As we reported earlier this week, a revised interpretation of copyright laws means it is now legal to jailbreak an iPhone: that is, to modify it so it can run any software, including apps not approved by Apple. But the real question is what difference it will make.
From a legal standpoint, the answer appears to be “not much”. Let’s be honest: jailbreaking may previously have been assumed to be illegal, but it wasn’t a law that anyone was going to enforce. For Apple to have tried to get convictions over jailbreaking would have been a public relations nightmare: regardless of the letter of the law, society generally takes the view that once a manufacturer gets paid for a device (whether the customer pays outright or through a carrier subsidy), the owner should be able to do what they like with it as long as it isn’t directly cheating anyone of any money.
From a practical standpoint, Apple’s position isn’t changing. The company has reiterated that it advises against jailbreaking and that doing so automatically voids the warranty. That may seem harsh, but is probably fair: while most people with the technical savvy to jailbreak a phone are smart enough to take precautions, it does put security out of Apple’s control, so it’s going to be difficult to conclusively blame them if things go wrong.
What remains to be seen is whether Apple will continue taking steps to deter jailbreaking. For example, it now has to decide whether to continue the cat-and-mouse game of each software update undoing the most common methods of jailbreaking the phone. That raises some intriguing legal questions now that jailbreaking has been declared legitimate. Does Apple have the right to undo a legal action performed by a handset owner? And what, if any, legal obligation does Apple have to make software updates available to all customers: are people who don’t want their jailbreaking undone still entitled to the latest operating system, or are updates simply a discretionary bonus?

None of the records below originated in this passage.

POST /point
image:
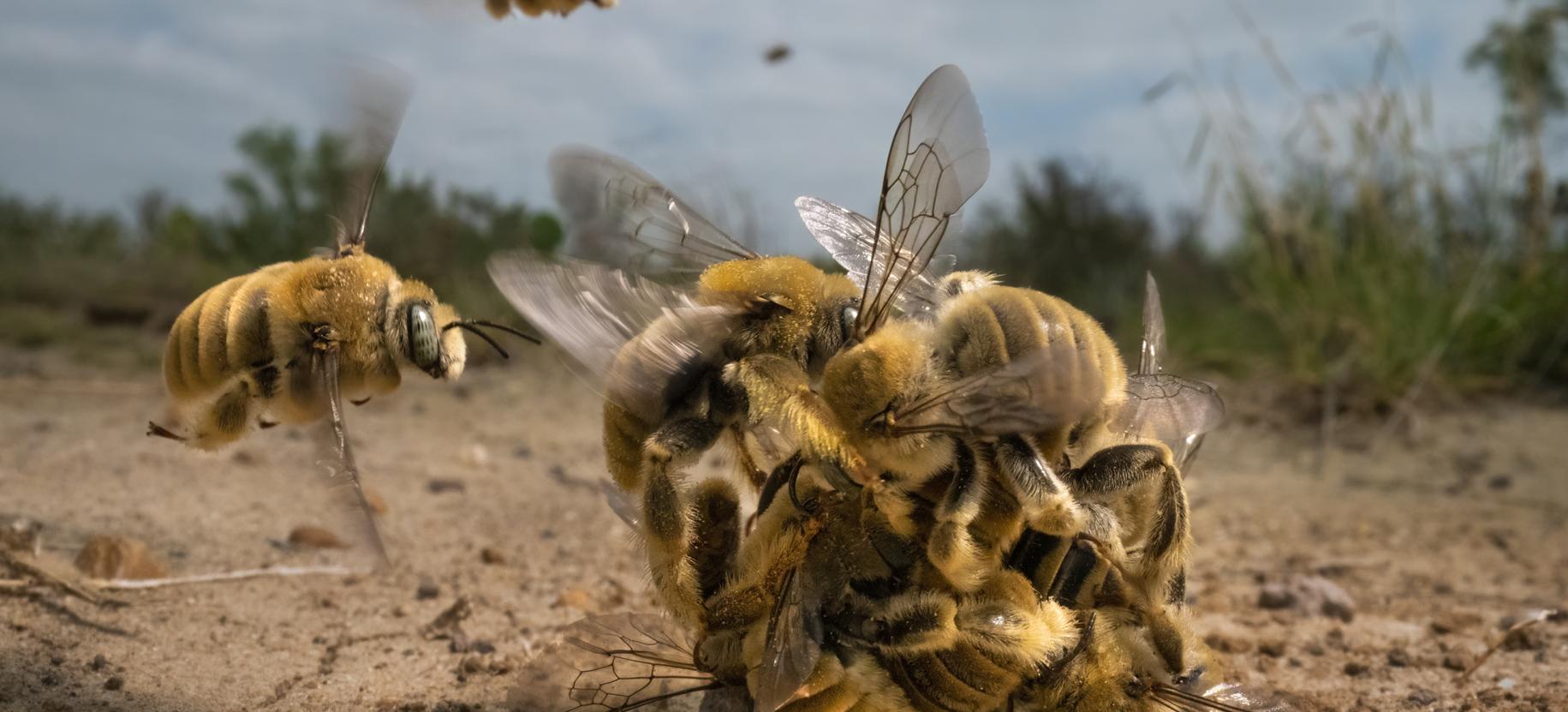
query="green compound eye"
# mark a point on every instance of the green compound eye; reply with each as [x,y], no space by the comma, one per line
[424,345]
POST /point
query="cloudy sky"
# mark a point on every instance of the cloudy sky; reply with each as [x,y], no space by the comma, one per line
[105,99]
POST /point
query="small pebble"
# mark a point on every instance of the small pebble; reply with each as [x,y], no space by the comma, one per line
[426,590]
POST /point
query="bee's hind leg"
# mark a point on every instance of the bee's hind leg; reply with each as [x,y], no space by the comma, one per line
[668,519]
[1124,471]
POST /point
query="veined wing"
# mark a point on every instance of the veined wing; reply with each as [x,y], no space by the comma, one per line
[1151,351]
[612,664]
[1173,410]
[629,218]
[632,338]
[1051,386]
[852,240]
[938,159]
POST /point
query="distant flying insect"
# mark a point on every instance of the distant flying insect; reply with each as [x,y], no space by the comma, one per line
[534,9]
[289,342]
[777,54]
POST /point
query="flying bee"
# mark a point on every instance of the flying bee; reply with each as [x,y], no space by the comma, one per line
[286,344]
[741,351]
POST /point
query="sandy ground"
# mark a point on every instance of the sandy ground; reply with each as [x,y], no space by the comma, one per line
[1437,536]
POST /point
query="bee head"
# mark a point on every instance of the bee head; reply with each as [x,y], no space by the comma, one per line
[428,336]
[422,336]
[864,383]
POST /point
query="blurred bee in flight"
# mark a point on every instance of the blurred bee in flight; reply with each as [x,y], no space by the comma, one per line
[289,342]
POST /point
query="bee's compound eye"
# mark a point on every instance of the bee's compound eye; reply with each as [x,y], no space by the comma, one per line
[424,344]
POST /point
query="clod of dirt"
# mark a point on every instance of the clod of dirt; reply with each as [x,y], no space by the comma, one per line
[426,590]
[115,557]
[475,455]
[22,535]
[1311,595]
[309,536]
[575,598]
[1452,621]
[1464,656]
[449,619]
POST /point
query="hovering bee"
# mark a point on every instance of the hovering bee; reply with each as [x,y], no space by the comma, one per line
[534,9]
[287,342]
[739,355]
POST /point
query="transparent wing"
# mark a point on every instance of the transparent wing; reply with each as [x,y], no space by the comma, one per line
[1226,697]
[938,159]
[1043,389]
[1173,410]
[1151,351]
[379,98]
[852,240]
[792,647]
[626,217]
[623,504]
[632,338]
[612,662]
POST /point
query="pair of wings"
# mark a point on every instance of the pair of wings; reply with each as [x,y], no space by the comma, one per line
[628,218]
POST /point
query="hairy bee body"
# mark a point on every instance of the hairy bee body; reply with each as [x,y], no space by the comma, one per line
[241,350]
[987,328]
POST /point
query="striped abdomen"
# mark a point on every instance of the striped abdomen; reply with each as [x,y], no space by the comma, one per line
[994,325]
[220,336]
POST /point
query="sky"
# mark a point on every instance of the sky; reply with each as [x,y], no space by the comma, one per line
[101,101]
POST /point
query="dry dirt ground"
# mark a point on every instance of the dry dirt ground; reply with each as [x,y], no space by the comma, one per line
[1437,536]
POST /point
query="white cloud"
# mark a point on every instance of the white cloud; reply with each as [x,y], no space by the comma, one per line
[102,102]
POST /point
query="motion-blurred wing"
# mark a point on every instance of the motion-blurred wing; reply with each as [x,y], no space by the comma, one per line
[938,159]
[626,217]
[632,338]
[790,649]
[1173,410]
[1151,351]
[612,662]
[1048,388]
[852,240]
[379,98]
[343,485]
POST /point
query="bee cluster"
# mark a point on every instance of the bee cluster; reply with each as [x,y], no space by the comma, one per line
[951,494]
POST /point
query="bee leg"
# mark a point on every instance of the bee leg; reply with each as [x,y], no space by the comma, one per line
[667,515]
[1048,504]
[1123,474]
[1011,623]
[952,546]
[160,432]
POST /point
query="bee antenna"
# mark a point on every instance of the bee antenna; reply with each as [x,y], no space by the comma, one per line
[475,332]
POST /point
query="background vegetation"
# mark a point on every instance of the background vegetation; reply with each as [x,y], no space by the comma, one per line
[1354,254]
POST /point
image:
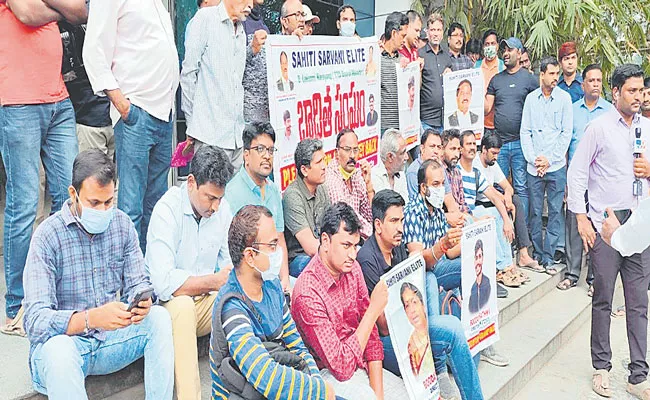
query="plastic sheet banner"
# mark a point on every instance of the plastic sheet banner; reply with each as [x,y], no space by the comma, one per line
[318,86]
[480,313]
[406,314]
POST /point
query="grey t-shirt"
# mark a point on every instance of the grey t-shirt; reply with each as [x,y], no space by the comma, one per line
[510,91]
[302,211]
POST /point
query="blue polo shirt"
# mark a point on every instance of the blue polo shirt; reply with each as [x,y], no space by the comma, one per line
[574,89]
[242,191]
[582,116]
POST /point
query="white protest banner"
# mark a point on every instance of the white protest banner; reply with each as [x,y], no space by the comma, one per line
[406,314]
[318,86]
[408,100]
[464,101]
[480,314]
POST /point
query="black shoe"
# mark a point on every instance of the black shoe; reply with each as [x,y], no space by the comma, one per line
[559,257]
[502,292]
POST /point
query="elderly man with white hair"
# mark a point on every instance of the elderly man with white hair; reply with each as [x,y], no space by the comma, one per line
[389,172]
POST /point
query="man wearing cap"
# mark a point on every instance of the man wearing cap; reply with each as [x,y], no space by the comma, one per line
[506,95]
[570,80]
[310,20]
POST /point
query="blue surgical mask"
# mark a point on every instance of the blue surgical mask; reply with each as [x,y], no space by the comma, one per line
[95,221]
[348,28]
[275,265]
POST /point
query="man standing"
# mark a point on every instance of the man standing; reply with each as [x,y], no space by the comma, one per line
[208,75]
[304,203]
[456,40]
[412,39]
[251,184]
[604,165]
[131,58]
[389,172]
[436,63]
[36,119]
[544,142]
[79,259]
[336,317]
[506,95]
[571,80]
[585,110]
[394,33]
[347,183]
[187,258]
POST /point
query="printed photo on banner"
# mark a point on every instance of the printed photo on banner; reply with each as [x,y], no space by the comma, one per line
[480,314]
[406,315]
[464,101]
[318,86]
[408,100]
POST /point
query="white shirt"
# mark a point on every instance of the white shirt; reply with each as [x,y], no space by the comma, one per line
[178,247]
[379,178]
[129,45]
[492,174]
[211,80]
[634,235]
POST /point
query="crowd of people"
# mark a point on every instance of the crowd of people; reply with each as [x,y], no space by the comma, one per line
[288,285]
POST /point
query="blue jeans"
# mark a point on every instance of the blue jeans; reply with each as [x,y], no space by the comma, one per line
[143,147]
[448,342]
[60,365]
[29,134]
[504,249]
[511,159]
[298,264]
[553,184]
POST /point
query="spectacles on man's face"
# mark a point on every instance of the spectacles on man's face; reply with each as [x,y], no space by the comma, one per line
[261,150]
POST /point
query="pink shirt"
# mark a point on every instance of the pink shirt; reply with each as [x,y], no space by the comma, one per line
[30,62]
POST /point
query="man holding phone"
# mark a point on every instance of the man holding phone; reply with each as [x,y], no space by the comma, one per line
[78,260]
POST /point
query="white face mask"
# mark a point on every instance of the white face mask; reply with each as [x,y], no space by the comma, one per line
[436,196]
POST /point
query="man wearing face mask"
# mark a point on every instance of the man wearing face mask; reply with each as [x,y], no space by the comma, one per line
[187,258]
[251,184]
[346,21]
[79,258]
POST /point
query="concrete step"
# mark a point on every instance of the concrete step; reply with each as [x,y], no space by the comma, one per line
[533,336]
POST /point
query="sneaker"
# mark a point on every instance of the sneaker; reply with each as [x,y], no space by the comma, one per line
[502,292]
[490,356]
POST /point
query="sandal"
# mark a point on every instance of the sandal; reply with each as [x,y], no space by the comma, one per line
[601,388]
[640,390]
[566,284]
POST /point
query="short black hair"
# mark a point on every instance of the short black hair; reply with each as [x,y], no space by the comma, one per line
[341,134]
[488,33]
[211,165]
[491,141]
[256,129]
[343,8]
[448,135]
[624,72]
[383,200]
[546,61]
[337,213]
[394,22]
[93,163]
[243,231]
[590,67]
[453,27]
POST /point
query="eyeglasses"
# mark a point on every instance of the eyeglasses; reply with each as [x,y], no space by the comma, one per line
[348,149]
[296,14]
[261,149]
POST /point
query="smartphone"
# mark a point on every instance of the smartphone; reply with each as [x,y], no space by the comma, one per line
[142,295]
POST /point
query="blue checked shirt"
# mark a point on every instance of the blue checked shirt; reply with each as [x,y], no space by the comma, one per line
[420,226]
[70,271]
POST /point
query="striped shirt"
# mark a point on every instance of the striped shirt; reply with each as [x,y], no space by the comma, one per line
[211,80]
[389,107]
[243,331]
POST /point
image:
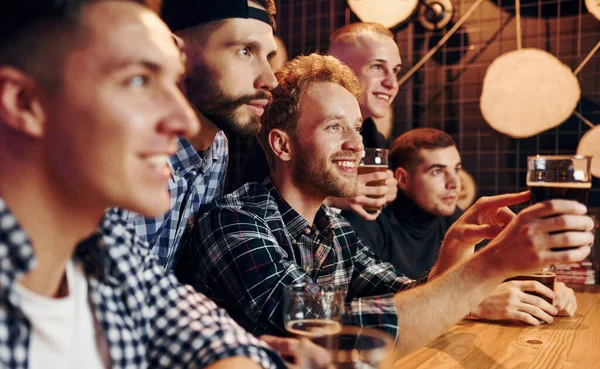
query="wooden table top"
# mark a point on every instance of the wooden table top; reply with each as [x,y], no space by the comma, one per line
[567,343]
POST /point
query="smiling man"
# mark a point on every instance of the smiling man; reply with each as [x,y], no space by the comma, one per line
[227,46]
[264,236]
[369,49]
[89,109]
[409,233]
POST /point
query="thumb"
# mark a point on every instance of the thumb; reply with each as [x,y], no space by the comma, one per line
[500,201]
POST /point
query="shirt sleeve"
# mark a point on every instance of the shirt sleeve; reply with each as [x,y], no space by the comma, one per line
[236,253]
[375,283]
[187,330]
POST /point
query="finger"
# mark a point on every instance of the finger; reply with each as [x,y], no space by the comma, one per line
[569,239]
[555,207]
[285,346]
[501,201]
[370,177]
[537,287]
[505,216]
[525,318]
[566,256]
[536,312]
[567,222]
[532,301]
[480,232]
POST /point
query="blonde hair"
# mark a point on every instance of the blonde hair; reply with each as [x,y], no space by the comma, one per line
[349,34]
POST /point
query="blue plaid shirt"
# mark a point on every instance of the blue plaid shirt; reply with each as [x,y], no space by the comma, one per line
[251,243]
[197,180]
[149,320]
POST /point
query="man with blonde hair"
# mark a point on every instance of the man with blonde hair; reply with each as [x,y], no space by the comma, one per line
[253,242]
[370,51]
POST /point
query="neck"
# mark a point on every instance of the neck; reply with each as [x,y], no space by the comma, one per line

The people with the most to gain from the ruling appear to be the major manufacturers of unapproved apps which only work on jailbroken phones. There’s a theory they’ll now hit the jackpot with new customers piling in. I’m not convinced by that though: to me the real barriers to jailbreaking have always been the technical knowledge required and a fear of screwing up a handset, not the risk of facing prosecution. For the vast majority of iPhone owners, the 200,000+ officially-approved apps is plenty to be going on with.